According to the European Union Agency for Law Enforcement Cooperation (Europol), environmental crime — the third most lucrative area of crime worldwide after drug trafficking and counterfeit goods — generates profits of between $110 billion and $280 billion each year. It is difficult to be more precise because there is an extremely high number of unreported cases.
Environmental crime has many faces and includes the illegal wildlife trade, illegal logging, illegal waste disposal and the illegal discharge of pollutants into the atmosphere, water or soil. It is a lucrative business for transnational crime networks.
Illegal waste trafficking, for example, accounts for $10 to 12 billion (€10.28 to 12.34 billion) annually, according to 2016 figures from the United Nations Environment Program. Criminal networks save on the costs of proper disposal and obtaining permits. For some crime networks, the profits from waste management are so huge that it has become more interesting than drug trafficking.
The profits from illegal logging have also grown.
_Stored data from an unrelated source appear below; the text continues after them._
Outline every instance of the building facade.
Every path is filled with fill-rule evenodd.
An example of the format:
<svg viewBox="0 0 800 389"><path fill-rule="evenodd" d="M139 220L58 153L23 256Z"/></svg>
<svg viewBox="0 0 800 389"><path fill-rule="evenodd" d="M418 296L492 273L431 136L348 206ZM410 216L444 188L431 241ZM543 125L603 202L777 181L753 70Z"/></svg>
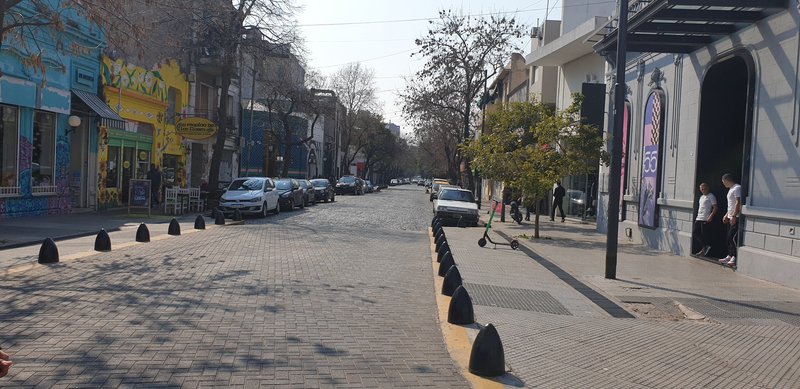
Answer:
<svg viewBox="0 0 800 389"><path fill-rule="evenodd" d="M730 173L742 185L738 271L800 287L800 3L690 3L631 6L625 125L617 130L620 239L681 256L698 251L693 221L705 182L721 208L707 259L724 257L720 178ZM615 25L596 50L613 55ZM608 189L601 187L603 209Z"/></svg>
<svg viewBox="0 0 800 389"><path fill-rule="evenodd" d="M35 17L36 7L23 1L9 12ZM0 218L64 214L89 202L81 197L90 182L82 161L100 118L73 102L80 101L75 94L98 101L104 39L79 15L62 17L63 31L30 27L0 50ZM33 68L32 56L42 69Z"/></svg>

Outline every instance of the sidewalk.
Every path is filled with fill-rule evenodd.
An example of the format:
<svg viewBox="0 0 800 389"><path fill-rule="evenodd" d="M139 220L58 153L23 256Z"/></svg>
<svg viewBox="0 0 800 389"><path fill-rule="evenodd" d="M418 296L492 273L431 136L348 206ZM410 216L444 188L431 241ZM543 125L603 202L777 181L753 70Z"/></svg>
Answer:
<svg viewBox="0 0 800 389"><path fill-rule="evenodd" d="M129 216L126 211L117 211L2 220L0 239L5 244L0 245L0 275L34 266L45 238L56 241L60 260L65 261L97 254L94 240L101 228L108 232L112 250L138 244L136 230L140 223L147 225L152 241L169 238L167 231L173 217L180 224L181 234L199 231L194 229L196 213L180 216L153 214L148 218L146 214ZM226 222L232 223L230 220ZM217 227L208 217L205 223L206 229Z"/></svg>
<svg viewBox="0 0 800 389"><path fill-rule="evenodd" d="M482 217L488 217L482 212ZM603 277L592 224L493 222L522 244L479 248L481 228L445 228L476 320L500 333L529 387L795 387L800 291L713 263L620 242ZM625 318L628 317L628 318Z"/></svg>

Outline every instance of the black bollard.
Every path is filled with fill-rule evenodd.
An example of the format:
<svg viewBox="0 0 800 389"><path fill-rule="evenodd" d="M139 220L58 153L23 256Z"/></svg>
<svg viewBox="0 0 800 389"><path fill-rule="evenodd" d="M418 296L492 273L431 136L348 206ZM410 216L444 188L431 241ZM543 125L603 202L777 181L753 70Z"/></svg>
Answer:
<svg viewBox="0 0 800 389"><path fill-rule="evenodd" d="M452 296L456 288L461 286L461 272L458 271L457 266L450 266L447 273L444 273L444 282L442 282L442 294L445 296Z"/></svg>
<svg viewBox="0 0 800 389"><path fill-rule="evenodd" d="M42 242L42 247L39 248L39 263L56 262L58 262L58 247L56 247L56 242L47 238Z"/></svg>
<svg viewBox="0 0 800 389"><path fill-rule="evenodd" d="M147 229L147 225L145 225L144 223L139 224L139 229L136 230L136 241L137 242L150 241L150 230Z"/></svg>
<svg viewBox="0 0 800 389"><path fill-rule="evenodd" d="M436 262L442 262L442 258L444 258L445 255L450 255L450 256L453 255L450 252L450 246L443 246L442 249L439 250L439 252L436 254Z"/></svg>
<svg viewBox="0 0 800 389"><path fill-rule="evenodd" d="M206 219L203 218L203 215L197 215L197 217L194 218L194 229L195 230L206 229Z"/></svg>
<svg viewBox="0 0 800 389"><path fill-rule="evenodd" d="M469 372L482 377L497 377L506 372L503 342L490 323L478 332L469 355Z"/></svg>
<svg viewBox="0 0 800 389"><path fill-rule="evenodd" d="M105 229L100 229L97 237L94 238L94 251L111 251L111 238Z"/></svg>
<svg viewBox="0 0 800 389"><path fill-rule="evenodd" d="M438 237L441 239L441 238L444 236L444 228L440 228L440 229L439 229L439 231L436 231L436 232L433 234L433 236L434 236L434 237L437 237L437 236L438 236Z"/></svg>
<svg viewBox="0 0 800 389"><path fill-rule="evenodd" d="M181 234L181 225L178 224L178 220L176 220L174 217L169 222L169 230L167 230L167 234L176 236Z"/></svg>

Well-seasoned tropical hardwood, which is used to build yachts for example, is increasingly rare and demand is high. According to a 2021 study by the German Association of Engineers (VDI), illegal logging accounts for 30% of activities in the global forestry sector. This figure can rise to almost 90% in countries that produce tropical timber.
"Too often in Europe, there is no real penalty for environmental crime. Lawbreakers can go unpunished and there are too few incentives to observe the law," explained European Environment Commissioner Virginijus Sinkevicius last year.